모델 구조(Neural Network): 특정 작업(예: 이미지 분류, 객체 탐지)에 적합한 신경망 설계 (일반적으로 Class 자료형)
모델 가중치(Weights): 특정 데이터셋에서 학습한 파라미터 값으로, 적용 분야에 따라 서로 다른 데이터셋을 활용하여 모델 가중치가 달라짐

이러한 모델 가중치를 처음부터 학습시키려면 많은 시간과 자원이 필요한데, 사전 학습 모델은 이러한 어려움을 해결해줍니다. 마치, 숙련된 개발자가 이미 작성해놓은 잘 동작하는 라이브러리를 불러와 활용하는 것과 같습니다.

torchvision이 제공하는 사전 학습 모델#

torchvision.models 모듈에는 많이 사용하는 작업들을 위한 모델 구조와 함께 사전 학습된 모델 가중치도 제공하고 있습니다:

이미지 분류(Classification): ResNet, VGG, MobileNet 등
객체 탐지(Object Detection): Faster R-CNN, RetinaNet, YOLO 등
이미지 세분화(Segmentation): DeepLabV3, FCN 등
키포인트 검출(Keypoint Detection): Keypoint R-CNN 등
비디오 분류(Video Classification): R3D, MC3, C2D 등

torchvision에서 제공하는 작업 종류별 제공하는 사전 학습 모델에 대해서는 다음 문서를 참고해주세요:

https://pytorch.org/vision/stable/models.html

torchvision이 제공하는 사전 학습 모델 사용하기#

먼저 torchvision에서 제공하는 Faster R-CNN(Region-based Convolutional Neural Network) 모델을 가져와 사용해보겠습니다. Faster R-CNN은 객체 탐지(Object Detection) 작업에 최적화된 딥러닝 모델로, 입력 이미지에서 여러 객체를 탐지하고, 각 객체의 바운딩 박스와 클래스 레이블을 예측합니다.

이미지 내려받기#

Note

앞에서 다운로드한 sample.jpg 파일이 존재하면 다시 다운로드하지 않아도 됩니다.

# 이미지 준비에 필요한 라이브러리 불러오기
from io import BytesIO
import requests
from PIL import Image

# URL로부터 이미지를 다운로드하고 파일로 저장하는 함수
def save_image_from_url(image_url, file_path='./temp.jpg'):
    try:
        response = requests.get(image_url, stream=True)
        response.raise_for_status()

        image = Image.open(BytesIO(response.content))
        image.save(file_path)
        print(f'Image saved successfully to {file_path}')
    except requests.exceptions.RequestException as e:
        print(f'Error downloading image: {e}')
    except Exception as e:
        print(f'Error saving image: {e}')
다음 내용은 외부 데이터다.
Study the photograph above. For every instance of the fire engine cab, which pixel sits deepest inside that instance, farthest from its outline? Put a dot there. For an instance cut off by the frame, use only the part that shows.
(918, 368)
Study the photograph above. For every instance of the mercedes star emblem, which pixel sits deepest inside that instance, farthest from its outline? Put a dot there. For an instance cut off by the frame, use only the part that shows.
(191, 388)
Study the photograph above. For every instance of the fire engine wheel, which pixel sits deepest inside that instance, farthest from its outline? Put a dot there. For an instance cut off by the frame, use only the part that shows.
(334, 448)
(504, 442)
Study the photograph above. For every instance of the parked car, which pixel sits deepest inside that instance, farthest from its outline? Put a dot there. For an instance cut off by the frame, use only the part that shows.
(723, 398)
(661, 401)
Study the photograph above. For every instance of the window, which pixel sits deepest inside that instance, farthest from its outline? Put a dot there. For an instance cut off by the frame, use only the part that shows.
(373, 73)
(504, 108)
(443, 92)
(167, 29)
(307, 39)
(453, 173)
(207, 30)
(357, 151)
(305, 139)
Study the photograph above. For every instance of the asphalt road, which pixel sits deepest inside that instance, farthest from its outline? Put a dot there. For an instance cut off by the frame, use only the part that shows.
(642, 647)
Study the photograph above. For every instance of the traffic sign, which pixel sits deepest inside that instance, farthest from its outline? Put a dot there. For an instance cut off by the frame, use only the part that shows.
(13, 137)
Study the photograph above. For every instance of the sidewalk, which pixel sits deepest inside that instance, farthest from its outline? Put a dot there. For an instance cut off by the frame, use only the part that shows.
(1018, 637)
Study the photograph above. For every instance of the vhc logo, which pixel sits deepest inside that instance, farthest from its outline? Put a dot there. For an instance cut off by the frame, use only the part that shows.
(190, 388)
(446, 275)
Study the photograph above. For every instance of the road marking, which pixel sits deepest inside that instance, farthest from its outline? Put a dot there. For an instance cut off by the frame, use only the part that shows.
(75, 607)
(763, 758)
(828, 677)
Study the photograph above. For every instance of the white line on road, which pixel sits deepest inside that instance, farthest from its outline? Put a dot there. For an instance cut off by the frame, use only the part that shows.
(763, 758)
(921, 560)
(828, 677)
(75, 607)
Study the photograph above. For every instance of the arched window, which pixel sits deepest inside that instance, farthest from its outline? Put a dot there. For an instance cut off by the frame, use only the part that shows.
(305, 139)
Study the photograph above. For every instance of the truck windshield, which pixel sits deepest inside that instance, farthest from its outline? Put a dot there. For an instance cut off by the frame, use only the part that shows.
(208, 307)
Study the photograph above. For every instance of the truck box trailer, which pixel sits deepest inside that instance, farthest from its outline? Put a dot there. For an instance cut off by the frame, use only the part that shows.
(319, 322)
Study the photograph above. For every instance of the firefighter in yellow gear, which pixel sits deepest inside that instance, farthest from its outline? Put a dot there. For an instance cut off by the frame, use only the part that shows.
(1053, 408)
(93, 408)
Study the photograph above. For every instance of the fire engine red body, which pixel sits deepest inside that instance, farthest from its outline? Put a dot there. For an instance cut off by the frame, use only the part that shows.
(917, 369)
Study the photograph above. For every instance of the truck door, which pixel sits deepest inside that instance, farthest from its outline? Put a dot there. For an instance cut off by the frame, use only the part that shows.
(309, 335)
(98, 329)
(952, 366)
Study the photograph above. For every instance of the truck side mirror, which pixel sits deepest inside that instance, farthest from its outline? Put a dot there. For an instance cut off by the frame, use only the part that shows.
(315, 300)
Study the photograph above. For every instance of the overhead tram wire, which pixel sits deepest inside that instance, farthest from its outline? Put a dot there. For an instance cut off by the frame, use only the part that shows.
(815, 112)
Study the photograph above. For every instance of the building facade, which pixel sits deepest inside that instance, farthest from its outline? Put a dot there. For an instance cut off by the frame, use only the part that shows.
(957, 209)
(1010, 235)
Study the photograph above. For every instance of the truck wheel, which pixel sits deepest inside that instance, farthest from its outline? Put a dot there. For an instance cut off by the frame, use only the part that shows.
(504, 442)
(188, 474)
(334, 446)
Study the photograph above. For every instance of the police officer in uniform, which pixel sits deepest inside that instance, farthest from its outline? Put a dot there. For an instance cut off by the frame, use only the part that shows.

# URL로부터 이미지를 내려받아 sample.jpg로 저장
img_url = 'https://images.unsplash.com/photo-1687779176476-55920ac3f400?q=80&w=1024&auto=format'
save_image_from_url(img_url, 'sample.jpg')

Image saved successfully to sample.jpg

사전 학습된 가중치 가져오기#

먼저, Faster R-CNN 모델의 사전 학습된 모델의 가중치를 살펴보겠습니다. torchvision의 가중치는 torchvision.models._api.Weights를 상속받아 정의하며, 다음과 같은 3가지 속성들을 공통적으로 갖습니다.

이름	자료형	설명
`url`	`str`	가중치가 저장된 위치(URL)
`transforms`	`Callable`	해당 가중치의 학습 시 사용한 전처리
`meta`	`Dict[str, Any]`	모델 사용에 있어서 필요한 메타 데이터

transforms는 해당 모델을 학습할 때 사용했던 전처리 파이프라인(또는 유효성 검사를 위한 파이프라인)입니다. 모델 사용 시점에 입력 이미지들에 대해서 학습 시 사용한 전처리 과정을 동일하게 적용하기 위해 사용합니다.

meta는 Key-Value로 구성된 dict 자료형으로, 학습에 사용한 정보들을 담고 있습니다. 객체 탐지 모델의 경우에는 얼마나 많은 객체들을 식별할 수 있는지에 대한 정보도 여기에 담겨있습니다.

Note

객체 탐지 모델이 찾은 객체에 대한 식별 정보는 객체 ID, (이미지 내의) 위치, 신뢰도(0~1 사이의 값) 등을 포함하고 있습니다. 정수 값으로 반환되는 객체 ID에 해당하는 이름을 얻기 위해서 meta 정보를 사용하곤 합니다. 예. 0: 배경, 1: 사람, 2: 자전거, 3: 자동차, …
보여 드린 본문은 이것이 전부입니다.